URBANA, Ill. – As fall draws near, it’s time to bring houseplants inside for winter. Many houseplants are native to tropical and subtropical climates and do great outside in the summer, but cannot tolerate cold temperatures.

“When temperatures drop below 55°F, it’s time to bring plants indoors,”  Ken Johnson, University of Illinois Extension horticulture educator, said.

But be sure you don't bring in unwelcome guests along with the plants.

Insects, such as aphids, whiteflies, scale, and spider mites are pests commonly found on outdoor plants.

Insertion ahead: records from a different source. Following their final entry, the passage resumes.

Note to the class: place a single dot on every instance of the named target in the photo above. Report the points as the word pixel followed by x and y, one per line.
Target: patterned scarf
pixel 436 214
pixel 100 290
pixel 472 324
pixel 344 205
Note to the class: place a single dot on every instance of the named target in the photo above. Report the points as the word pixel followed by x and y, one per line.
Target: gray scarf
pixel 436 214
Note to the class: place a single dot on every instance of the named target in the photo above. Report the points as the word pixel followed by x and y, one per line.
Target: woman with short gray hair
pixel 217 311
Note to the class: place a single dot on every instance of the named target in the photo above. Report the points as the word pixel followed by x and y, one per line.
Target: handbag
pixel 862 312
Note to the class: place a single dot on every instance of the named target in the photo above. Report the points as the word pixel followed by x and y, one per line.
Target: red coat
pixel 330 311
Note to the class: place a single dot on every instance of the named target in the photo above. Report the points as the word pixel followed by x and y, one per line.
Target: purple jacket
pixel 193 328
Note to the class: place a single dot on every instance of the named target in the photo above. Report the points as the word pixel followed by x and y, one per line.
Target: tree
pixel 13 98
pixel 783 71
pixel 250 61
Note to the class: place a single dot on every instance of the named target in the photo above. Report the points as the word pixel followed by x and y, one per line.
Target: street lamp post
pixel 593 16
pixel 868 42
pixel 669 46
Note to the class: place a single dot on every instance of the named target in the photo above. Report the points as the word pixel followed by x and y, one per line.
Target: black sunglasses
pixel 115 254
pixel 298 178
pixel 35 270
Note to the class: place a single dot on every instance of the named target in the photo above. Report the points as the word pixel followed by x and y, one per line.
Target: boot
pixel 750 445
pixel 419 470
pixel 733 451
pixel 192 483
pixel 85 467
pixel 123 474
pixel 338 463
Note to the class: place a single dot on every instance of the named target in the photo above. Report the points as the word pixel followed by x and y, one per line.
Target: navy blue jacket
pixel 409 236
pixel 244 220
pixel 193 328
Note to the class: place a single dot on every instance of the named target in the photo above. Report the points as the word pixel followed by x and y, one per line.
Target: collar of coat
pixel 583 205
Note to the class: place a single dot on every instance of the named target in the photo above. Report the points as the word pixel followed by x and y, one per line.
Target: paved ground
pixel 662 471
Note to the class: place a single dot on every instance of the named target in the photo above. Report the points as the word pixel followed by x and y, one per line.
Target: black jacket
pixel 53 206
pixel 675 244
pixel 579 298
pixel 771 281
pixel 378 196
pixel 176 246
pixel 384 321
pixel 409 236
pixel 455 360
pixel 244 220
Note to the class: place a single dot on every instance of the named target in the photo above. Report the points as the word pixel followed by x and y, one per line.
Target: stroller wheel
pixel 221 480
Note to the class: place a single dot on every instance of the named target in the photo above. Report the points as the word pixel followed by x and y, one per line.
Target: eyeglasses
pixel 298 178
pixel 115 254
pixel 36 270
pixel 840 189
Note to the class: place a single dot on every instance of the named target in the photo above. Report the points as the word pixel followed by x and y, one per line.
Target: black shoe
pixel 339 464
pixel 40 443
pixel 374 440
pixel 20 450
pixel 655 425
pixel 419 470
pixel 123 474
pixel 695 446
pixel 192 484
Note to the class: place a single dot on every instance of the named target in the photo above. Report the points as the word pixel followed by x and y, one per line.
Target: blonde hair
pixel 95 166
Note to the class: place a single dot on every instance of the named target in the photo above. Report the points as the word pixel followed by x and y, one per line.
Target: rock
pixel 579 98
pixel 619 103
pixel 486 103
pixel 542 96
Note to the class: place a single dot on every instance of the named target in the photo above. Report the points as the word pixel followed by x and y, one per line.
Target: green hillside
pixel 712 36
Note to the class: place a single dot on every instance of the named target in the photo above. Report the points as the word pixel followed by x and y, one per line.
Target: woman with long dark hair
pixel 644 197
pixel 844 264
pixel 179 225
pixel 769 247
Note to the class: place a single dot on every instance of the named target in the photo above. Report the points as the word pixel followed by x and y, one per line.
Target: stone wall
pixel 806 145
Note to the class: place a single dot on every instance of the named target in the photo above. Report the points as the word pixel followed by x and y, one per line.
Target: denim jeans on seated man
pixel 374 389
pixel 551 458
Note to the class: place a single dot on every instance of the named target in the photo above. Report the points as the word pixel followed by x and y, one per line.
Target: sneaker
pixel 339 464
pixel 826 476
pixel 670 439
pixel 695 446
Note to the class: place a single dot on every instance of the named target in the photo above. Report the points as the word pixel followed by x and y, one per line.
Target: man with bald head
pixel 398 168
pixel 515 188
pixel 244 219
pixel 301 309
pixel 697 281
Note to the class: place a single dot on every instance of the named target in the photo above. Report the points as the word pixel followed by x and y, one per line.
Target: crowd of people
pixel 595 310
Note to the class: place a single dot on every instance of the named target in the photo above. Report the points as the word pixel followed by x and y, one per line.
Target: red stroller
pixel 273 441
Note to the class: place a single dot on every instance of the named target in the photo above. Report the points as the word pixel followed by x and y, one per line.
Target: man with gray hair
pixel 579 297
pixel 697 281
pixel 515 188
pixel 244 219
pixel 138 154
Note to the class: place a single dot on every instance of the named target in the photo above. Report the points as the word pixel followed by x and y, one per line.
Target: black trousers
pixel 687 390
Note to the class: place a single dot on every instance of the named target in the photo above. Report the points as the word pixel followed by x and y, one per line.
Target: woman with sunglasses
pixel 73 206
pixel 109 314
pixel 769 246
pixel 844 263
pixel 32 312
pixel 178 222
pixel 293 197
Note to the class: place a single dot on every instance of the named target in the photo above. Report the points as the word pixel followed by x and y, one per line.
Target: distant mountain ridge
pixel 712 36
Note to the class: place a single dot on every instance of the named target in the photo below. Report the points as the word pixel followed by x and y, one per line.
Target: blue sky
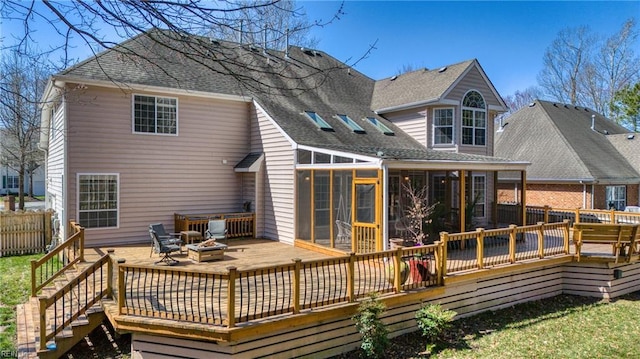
pixel 509 38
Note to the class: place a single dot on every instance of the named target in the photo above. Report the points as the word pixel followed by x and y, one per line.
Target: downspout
pixel 385 205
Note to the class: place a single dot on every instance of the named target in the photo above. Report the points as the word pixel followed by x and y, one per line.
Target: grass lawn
pixel 15 276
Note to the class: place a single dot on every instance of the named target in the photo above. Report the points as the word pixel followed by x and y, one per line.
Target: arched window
pixel 474 119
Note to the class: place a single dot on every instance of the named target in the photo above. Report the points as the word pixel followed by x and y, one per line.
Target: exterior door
pixel 366 214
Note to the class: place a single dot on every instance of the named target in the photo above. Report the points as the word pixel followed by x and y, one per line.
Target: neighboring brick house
pixel 579 159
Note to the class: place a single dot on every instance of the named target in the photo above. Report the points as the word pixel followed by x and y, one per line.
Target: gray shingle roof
pixel 284 84
pixel 559 142
pixel 417 86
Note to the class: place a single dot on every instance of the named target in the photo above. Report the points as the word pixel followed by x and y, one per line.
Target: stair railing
pixel 60 258
pixel 63 307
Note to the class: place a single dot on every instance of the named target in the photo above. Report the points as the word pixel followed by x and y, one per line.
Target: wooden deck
pixel 242 253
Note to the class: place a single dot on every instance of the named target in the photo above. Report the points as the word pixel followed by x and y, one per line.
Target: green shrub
pixel 433 320
pixel 369 324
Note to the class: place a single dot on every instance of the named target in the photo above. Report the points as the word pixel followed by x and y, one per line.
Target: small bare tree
pixel 418 211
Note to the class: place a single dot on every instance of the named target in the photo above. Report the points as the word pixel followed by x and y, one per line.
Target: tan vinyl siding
pixel 159 175
pixel 56 169
pixel 276 185
pixel 413 123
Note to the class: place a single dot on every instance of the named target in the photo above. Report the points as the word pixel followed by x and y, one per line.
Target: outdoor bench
pixel 618 235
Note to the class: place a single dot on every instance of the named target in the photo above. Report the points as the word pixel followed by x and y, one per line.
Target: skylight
pixel 380 126
pixel 318 121
pixel 351 124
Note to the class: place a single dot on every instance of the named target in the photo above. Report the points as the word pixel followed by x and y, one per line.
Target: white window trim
pixel 474 109
pixel 473 190
pixel 78 197
pixel 133 115
pixel 453 127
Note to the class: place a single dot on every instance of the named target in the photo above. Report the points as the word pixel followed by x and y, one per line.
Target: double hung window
pixel 153 114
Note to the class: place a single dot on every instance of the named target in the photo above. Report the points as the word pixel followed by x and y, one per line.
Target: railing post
pixel 33 277
pixel 541 240
pixel 255 224
pixel 444 237
pixel 121 290
pixel 351 287
pixel 480 247
pixel 296 285
pixel 81 258
pixel 512 243
pixel 397 259
pixel 231 295
pixel 43 323
pixel 546 213
pixel 566 236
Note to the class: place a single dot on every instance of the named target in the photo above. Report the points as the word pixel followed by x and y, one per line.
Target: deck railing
pixel 241 224
pixel 24 232
pixel 61 257
pixel 67 304
pixel 503 246
pixel 510 213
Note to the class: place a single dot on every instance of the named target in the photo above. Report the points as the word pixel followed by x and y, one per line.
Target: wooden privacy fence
pixel 241 224
pixel 511 213
pixel 24 232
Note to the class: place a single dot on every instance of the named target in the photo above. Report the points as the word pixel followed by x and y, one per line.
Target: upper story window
pixel 318 121
pixel 380 126
pixel 153 114
pixel 443 126
pixel 474 119
pixel 351 124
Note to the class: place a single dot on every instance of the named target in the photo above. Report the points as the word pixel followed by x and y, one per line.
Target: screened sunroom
pixel 355 203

Inspect plants for these insects because once they get inside, populations can rapidly increase and spread to other plants.

Before resorting to insecticides, spray foliage with a steady stream of water. “If spraying doesn’t work, insecticidal soaps can be used to eliminate soft-bodied insects,” Johnson said. "Follow label instructions.”

If plants are infested, it may be prudent to dispose of them.

In addition to the foliage, Johnson recommends checking the soil. Insects, such as earwigs and ants, will move into soil in potted plants. Flush pots with water to drive out insects. If ants are present, the plant may need to be repotted.

Over a period of about a week, gradually reduce light levels by moving plants to increasingly shadier areas. This will start to acclimate them to light conditions indoors.

Once inside

• Find a bright window. Once plants are indoors, put them next to the brightest, sunniest window, typically south or west facing. If you don’t have a sunny location, provide supplemental lighting.

• Cut back on water, fertilizer. Plants grow slower indoors, so will need less water and fertilizer. For most plants, allow the soil to dry slightly between watering, Johnson said.

“One way to check soil moisture is with your finger,” he said. “Stick your finger in your potting media up to your second knuckle. If the media is still moist, you don’t need to water.”

If the pot feels light when lifted, it may be time to water.

Plants can be watered by top or bottom. If top watering, apply enough water so that some water comes out the drainage holes at the bottom of the pot. This may need to be done more than once if the soil is very dry. If you have a saucer under the pot, make sure to empty the water out after half an hour or so. This will allow the potting mix to absorb additional water, but prevent the mix from becoming saturated.

To water from the bottom, fill your plant saucer or sink with a few inches of water and let plants soak. Once the potting mix on the top of the pot is moist, the plant can be removed from the water.

• Leaf drop. Plants often drop leaves and yellow when they are moved indoors. Increasing humidity levels around plants and providing supplemental lighting can help reduce leaf drop, Johnson says. Over time, plants will acclimate to their new environment.